Lake Superior slide brushes new record territory
By Jack Storey
Soo Evening News
Published December 13, 2006

DETROIT - November water levels on the three Upper Great Lakes continued to run from well below average to near-record territory, according to the Corps of Engineers.

In its Monthly Bulletin of Lake Levels for the Great Lakes, the Corps said Lake Superior, Lake Michigan and Lake Huron were significantly below the seasonal average at the end of November.

The largest of the Great Lakes, Lake Superior, fell a full 17 inches below its long-term average for the start of December - rivaling Lakes Huron and Michigan, which were 19 inches below their norm. While Lake Superior's water level has run below its average for several years, the Big Lake has been running six inches or less under the norm while Lakes Michigan and Huron flirted with two feet.

That changed this summer and fall, when a continuing drought on the Lake Superior watershed drove water levels into the same range as the two Great Lakes below.

In November, for example, precipitation across the Lake Superior watershed was less than half its 100-year average. Corps hydrologists estimate that more water evaporated from Lake Superior than ran into it from tributary streams around its watershed.

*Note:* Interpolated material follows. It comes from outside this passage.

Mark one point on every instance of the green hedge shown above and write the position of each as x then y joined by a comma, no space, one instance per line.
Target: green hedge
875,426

Over the last 12 months, the report said Lake Superior region rainfall has been just 83 percent of its 100-year average and was running a full 5.14 inches below average when December began.

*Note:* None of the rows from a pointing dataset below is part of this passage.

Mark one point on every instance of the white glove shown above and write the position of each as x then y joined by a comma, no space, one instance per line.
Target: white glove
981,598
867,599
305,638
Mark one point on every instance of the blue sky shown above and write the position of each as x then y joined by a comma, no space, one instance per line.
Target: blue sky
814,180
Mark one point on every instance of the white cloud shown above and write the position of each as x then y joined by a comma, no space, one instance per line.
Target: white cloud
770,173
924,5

Water levels on Lakes Huron and Michigan were still lower, compared to their historic averages, than Lake Superior in November. Rainfall levels around those lakes were less than half an inch below average.

Over a 12-month period, rainfall in the watershed feeding Lakes Michigan and Huron was slightly higher than the long-term average, resulting in lake levels that are still low but falling at essentially the same rate as seasonal variations would predict.

The two lakes continue to run about one foot or slightly less above their long-term low levels, set in 1964.

Lake Superior, meanwhile fell to within a fraction of an inch of a new record low in October and repeated that reading in November. Record low water levels on Lake Superior for October, November and December were set in 1925.

Falling more rapidly than the seasonal average predicts, Lake Superior began its steep slide in August and that decline has continued in each month since.

Most water level experts tie Great Lakes levels almost directly to rainfall over the respective watersheds. Evaporation and winter ice cover modify the rainfall relationship in different ways, changing the impact on lake levels that would be predicted by precipitation alone.

Lower water levels across most of the Great Lakes region complicate year-to-year adjustments by shoreline property owners and create lower draft limits on navigable waterways for commercial shipping.

Not all Great Lakes water bodies monitored by the Corps were nearly as low as the three Upper Great Lakes last month. Lake St. Clair ran just a few inches below its long-term average last month and both Lake Erie and Lake Ontario were appreciably above their long term averages, according to the Corps data.